There is a common witness to God and the dignity of human beings in a world always in
danger of becoming godless and dehumanized. - Understanding and affirming are already ways of sharing. However, if we are truly to
share our faith we must not only affirm what we can but share our own deep convictions,
even when these appear irreconcilably opposed to our partner"s faith and practice. ln
the case of Islam particularly, Christians must first understand Islam if this witness
is to be effective. Islam is a missionary religion, that is fast gaining many adherents
in many parts of the world. This missionary zeal is not confined to the Middle East but
is fervent in Africa, Southeast Asia and is apparent in the intellectual centres of the
West. Muslims are often confidently superior to Christians in much the same way that
Christians have often been towards Jews. Many Muslims would simply dismiss views which
diverge from Islamic faith and practice with the conviction that if their partner only understood
Islam he or she would be a Muslim. Christianity will only get a hearing by informed
Muslims when it is clear that the Christian who is speaking understands Islam and yet
remains a Christian by choice, not, as it were by default.

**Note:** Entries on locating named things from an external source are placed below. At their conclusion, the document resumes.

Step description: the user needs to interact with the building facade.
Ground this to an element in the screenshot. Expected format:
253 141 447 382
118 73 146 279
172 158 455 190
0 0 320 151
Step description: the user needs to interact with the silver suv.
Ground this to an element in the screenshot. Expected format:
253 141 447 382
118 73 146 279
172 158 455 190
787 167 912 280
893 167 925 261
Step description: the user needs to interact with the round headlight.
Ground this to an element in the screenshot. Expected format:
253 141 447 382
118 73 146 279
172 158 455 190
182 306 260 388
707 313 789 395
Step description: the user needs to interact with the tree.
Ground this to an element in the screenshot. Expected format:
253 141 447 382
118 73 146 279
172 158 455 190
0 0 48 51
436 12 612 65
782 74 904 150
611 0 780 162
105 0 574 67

- Many Muslims feel that Islam has superseded Christianity the way many Christians have
traditionally felt that Christianity superseded Judaism (a view which the same Muslims
would share). Just as Christian polemicists have often seized upon the writings of
Jewish scholars to try to undermine the faith of the Jewish community, some Muslim
intellectuals and propagandists rejoice when they feel able to use some pronouncement of
a Western theologian to undermine Christianity and underscore the truth of Islam. Such
pronouncements, designed to witness to and explain the Christian faith in liberal
societies, are pounced upon and used to damage small Christian churches in Islamic
societies.
- One pressing concern that Christians will want to share with Muslimsis the
need for clear, strong safeguards for adherents of minority religions in Muslim
societies. Any interpretation of Islamic law that seems to deny basic human rights,
including the right of people to practise and teach their own faith, must be challenged.
We recognize that here there is positive ground for dialogue because Muslim thinkers of
the Middle Ages were among the first to actually incorporate ideas of tolerance and
safeguards for minorities within their legal systems, centuries before such ideas were
advocated by the European Enlightenment. However, Muslim thinkers of today must be
challenged to develop even more positive understandings of the role of minorities in
society. In particular, the law of apostasy is undergoing considerable discussion today
by Muslim thinkers and jurists and is an area where Christians versed in Islamic law
must enter into dialogue with Muslims. In matters such as this the sometimes tiny,
struggling churches set in Islamic societies need the support of the wider church.
- It is quite clear that there can be no genuine understanding, affirmation or sharing
with Islam without quite detailed study by at least some experts. In this respect
Jewish-Christian dialogue is better served. Most of the important works of traditional
and contemporary Jewish thought are available in English, French, Spanish or German
translations (if indeed these are not the language of the original). Most of the basic
works of traditional Islamic thought have not been translated into these languages and
are accessible only to those with a knowledge of Arabic. Even today, although more
Muslims are writing in these languages, most of the contemporary intellectual activity
within the world of Islam is being conducted in Arabic, Urdu, Persian and Bahasa
Malaysia/Indonesia. Valuable work is being done by Christian institutions, in which
Anglicans play a part, such as the Centre for the Study of Islam and Christian-Muslim
Relations at the Selly Oak Colleges (Birmingham, U.K.), the Henry Martin Institute
(Hyderabad, India), the Duncan Black MacDonald Center (Hartford, U.S.A.) and the
Christian-Muslim Study Centre (Rawalpindi, Pakistan). There is also the new study centre
recently established in the Gulf by the Bishop of Cyprus. Such work needs to be extended
and supported by the Churches of the Anglican Communion.